2nd Sunday of Lent C

Jesus, Moses and Elijah go up a mountain sounds like the beginning of a great joke but indeed is the story of the Transfiguration.  It is a moment of stunning glory, an affirmation of the highest order of Jesus’ mission.  It is meant to sustain the apostles in hope as they are about to make that fateful and dangerous journey to Jerusalem.  For us, it is a flash of Easter glory in the midst of our Lenten sojourn.  Heaven invaded earth on top of the mountain.

Imagine the shock it must have been for Peter, James and John when they finally woke up.  (They do seem to be a sleepy bunch throughout the Gospels.)  They see Jesus their friend with the two great leaders of their faith.  They crane their necks to hear what they are talking about. It is one topic summarized in one untranslated word.  As Luke relates, they “spoke of his exodus that he was going to accomplish in Jerusalem.”

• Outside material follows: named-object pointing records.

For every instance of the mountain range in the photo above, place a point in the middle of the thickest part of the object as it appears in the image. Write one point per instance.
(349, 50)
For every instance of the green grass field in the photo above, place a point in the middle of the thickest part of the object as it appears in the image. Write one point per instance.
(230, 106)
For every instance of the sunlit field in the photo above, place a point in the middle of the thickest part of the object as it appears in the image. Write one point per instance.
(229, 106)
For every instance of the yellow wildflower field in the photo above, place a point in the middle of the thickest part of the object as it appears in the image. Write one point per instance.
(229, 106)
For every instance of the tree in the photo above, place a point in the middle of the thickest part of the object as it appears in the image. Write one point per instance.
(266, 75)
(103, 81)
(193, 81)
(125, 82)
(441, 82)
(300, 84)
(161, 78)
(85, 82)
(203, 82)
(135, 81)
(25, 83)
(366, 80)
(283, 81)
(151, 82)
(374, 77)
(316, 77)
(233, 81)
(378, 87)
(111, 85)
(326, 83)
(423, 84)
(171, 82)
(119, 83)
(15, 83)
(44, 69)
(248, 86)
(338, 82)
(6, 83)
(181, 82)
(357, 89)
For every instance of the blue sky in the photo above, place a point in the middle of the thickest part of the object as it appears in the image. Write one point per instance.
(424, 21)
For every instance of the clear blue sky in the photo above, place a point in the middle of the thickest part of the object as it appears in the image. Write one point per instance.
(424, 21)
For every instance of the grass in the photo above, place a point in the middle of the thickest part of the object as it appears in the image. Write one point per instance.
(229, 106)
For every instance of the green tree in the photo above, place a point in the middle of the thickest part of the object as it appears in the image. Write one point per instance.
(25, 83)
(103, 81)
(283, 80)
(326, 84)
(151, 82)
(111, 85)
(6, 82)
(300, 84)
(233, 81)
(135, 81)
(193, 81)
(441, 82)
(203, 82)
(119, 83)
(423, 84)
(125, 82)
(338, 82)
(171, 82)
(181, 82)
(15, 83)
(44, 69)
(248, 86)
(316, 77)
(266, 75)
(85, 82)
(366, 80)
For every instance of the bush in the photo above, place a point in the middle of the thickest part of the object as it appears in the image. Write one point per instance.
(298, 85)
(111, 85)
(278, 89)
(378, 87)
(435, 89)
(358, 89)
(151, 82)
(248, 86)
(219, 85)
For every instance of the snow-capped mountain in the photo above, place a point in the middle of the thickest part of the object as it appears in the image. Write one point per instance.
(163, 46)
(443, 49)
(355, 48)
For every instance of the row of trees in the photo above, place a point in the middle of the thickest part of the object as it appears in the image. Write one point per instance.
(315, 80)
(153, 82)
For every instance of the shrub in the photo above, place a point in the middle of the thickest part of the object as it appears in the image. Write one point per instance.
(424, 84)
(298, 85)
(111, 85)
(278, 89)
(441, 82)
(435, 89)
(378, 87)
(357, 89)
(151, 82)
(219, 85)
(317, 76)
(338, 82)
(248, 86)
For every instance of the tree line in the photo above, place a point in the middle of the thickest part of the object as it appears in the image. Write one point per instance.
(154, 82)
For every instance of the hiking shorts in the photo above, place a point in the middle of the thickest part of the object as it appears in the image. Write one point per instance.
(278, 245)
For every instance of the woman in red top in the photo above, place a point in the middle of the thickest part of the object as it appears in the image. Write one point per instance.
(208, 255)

Now exodus can be translated as leaving or departure and sometimes is.  But you don’t translate it when you are talking to Moses.  Of course, Exodus is the title of the second book of the Bible.  It tells the story of Israel’s dramatic escape from slavery in Egypt and its forty year trek in the desert to the land God had promised to Abraham.   In that journey, there would be heroes (Moses foremost among them) and villains, stories of triumph and failures of obedience to God.  It is ultimately a story of liberation, a journey to freedom.  Jesus too would have his own Exodus experience as he led us to a promised land of eternal life that would include the desert moments of rejection, betrayal and death on a cross before the full glory of his mission was revealed.  You don’t get to where you intend without some time desert in your life.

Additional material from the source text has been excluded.